If you want to omit SIMD code on x86, you need to explicitly disable
each instruction set. Here's an example of building a shared library on
x86 with only portable code:

```bash
gcc -shared -O3 -o libblake3.so -DBLAKE3_NO_SSE2 -DBLAKE3_NO_SSE41 -DBLAKE3_NO_AVX2 \
    -DBLAKE3_NO_AVX512 blake3.c blake3_dispatch.c blake3_portable.c
```

## ARM NEON

The NEON implementation is not enabled by default on ARM, since not all
ARM targets support it.
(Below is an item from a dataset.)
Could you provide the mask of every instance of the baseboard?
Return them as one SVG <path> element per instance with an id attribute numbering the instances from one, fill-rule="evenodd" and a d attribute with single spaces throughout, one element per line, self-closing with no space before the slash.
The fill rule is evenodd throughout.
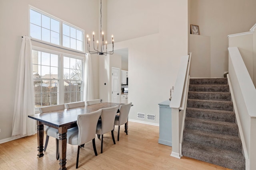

To enable it, set `BLAKE3_USE_NEON=1`. Here's an
example of building a shared library on ARM Linux with NEON support:

```bash
gcc -shared -O3 -o libblake3.so -DBLAKE3_USE_NEON blake3.c blake3_dispatch.c \
    blake3_portable.c blake3_neon.c
```

Note that on some targets (ARMv7 in particular), extra flags may be
required to activate NEON support in the compiler. If you see an error
like...

```
/usr/lib/gcc/armv7l-unknown-linux-gnueabihf/9.2.0/include/arm_neon.h:635:1: error: inlining failed
in call to always_inline ‘vaddq_u32’: target specific option mismatch
```

...then you may need to add something like `-mfpu=neon-vfpv4
-mfloat-abi=hard`.

## Other Platforms

The portable implementation should work on most other architectures. For
example:

```bash
gcc -shared -O3 -o libblake3.so blake3.c blake3_dispatch.c blake3_portable.c
```

# Differences from the Rust Implementation

The single-threaded Rust and C implementations use the same algorithms,
and their performance is the same if you use the assembly
implementations or if you compile the intrinsics-based implementations
with Clang. (Both Clang and rustc are LLVM-based.)

The C implementation doesn't currently include any multithreading
optimizations. OpenMP support or similar might be added in the future.